OOP: on "seeing death" (was Re: main list survival strategy)
bluesqueak
pipdowns at etchells0.demon.co.uk
Wed Jul 2 19:27:44 UTC 2003
--- In HPFGU-OTChatter at yahoogroups.com, artsylynda at a... wrote:
> In a message dated 7/2/2003 5:38:33 AM Eastern Standard Time,
> HPFGU-OTChatter at yahoogroups.com writes:
>
Richelle wrote:
<Snip>
> > Therefore she decided you had to have time to process the
> > death, think about it a while, and then you see them. My
> > particular problem is with the use of the words "seen death." I
> > think it should be "witness death" since Harry didn't actually
> >*see* Cedric die. Which I seem to be the only
> > one who has a problem with that particular thing.
Lynda:
> He apparently saw his mother killed, and relives that when the
> Dementors come around (or did until he was able to conjure up a
> Patronus), so *logically* he should've been able to see the
> Thestrals all along. He didn't see Cedric die, but saw his dead
> body an instant after it hit the ground, close enough to
> "seeing" death, I imagine, to count (depending, of course, on
who's counting! ;->
> ) I think JKR is a brilliant writer, I think she will be this
> generation's Dickens, but I imagine even Dickens had uneven things
> in his stories (don't ask me for examples, it's been too long
since I read Dickens for me to remember).

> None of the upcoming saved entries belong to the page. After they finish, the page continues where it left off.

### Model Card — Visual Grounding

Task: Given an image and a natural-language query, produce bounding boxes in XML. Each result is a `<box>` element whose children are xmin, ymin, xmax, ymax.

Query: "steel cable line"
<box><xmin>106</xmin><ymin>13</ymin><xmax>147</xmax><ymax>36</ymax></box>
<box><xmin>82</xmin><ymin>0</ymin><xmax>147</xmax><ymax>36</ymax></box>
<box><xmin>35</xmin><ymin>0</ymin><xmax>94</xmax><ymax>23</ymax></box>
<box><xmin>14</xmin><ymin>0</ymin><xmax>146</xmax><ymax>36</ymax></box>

Dickens had loads. There was a British TV version of Oliver Twist a
couple of years ago where the adaptor announced that there were so
many loose ends he was going to treat the book as a first draft, and
change things. Everyone agreed with him. Everyone thought
his 'second draft' *was* an improvement, as well [grin]
[Note: please don't try this at home unless you happen to be an
award winning playwright in your own right ;-)]
This Thestral question, though, is quite illogical compared to
> most of JKR's writing. JMO.
I dunno. I never saw a problem with it when I read it. Harry didn't
see his parents die - he heard James yell something, he saw a green
flash of light, and he saw his mother fall to the floor. At 18
months old, that is *all* you would understand.
And we know that he hasn't really processed his parents death; in
PoA he believes that he's seen his father. In GoF he has to be told,
yet again, that the 'parents'(and other 'people') he saw in Priori
Incantatum were shadows, not the real people who'd somehow got stuck
in Voldemort's wand.
Harry knows that he is an orphan, but that isn't the same as
having 'seen' (or witnessed) his parents deaths. He's managed to
dredge up some memories of that, but I think those memories hurt
more because of what their deaths mean *for him*.
Part of the storyline throughout the books is his learning to
understand that his parents were real people who died. Part of the
storyline in OOP is his learning that James wasn't some ideal hero,
but a fallible human being.
Cedric, on the other hand, was a real person to Harry. His death was
real to him, it hit Harry emotionally. Someone he knew and liked is
now dead.
I think that this is probably what JKR was thinking when she planned
to put the Thestrals after the death of Cedric; that 'to see death'
is to experience the death of someone you know, and to understand
that they are never, ever coming back.
Though someday you might go to meet them.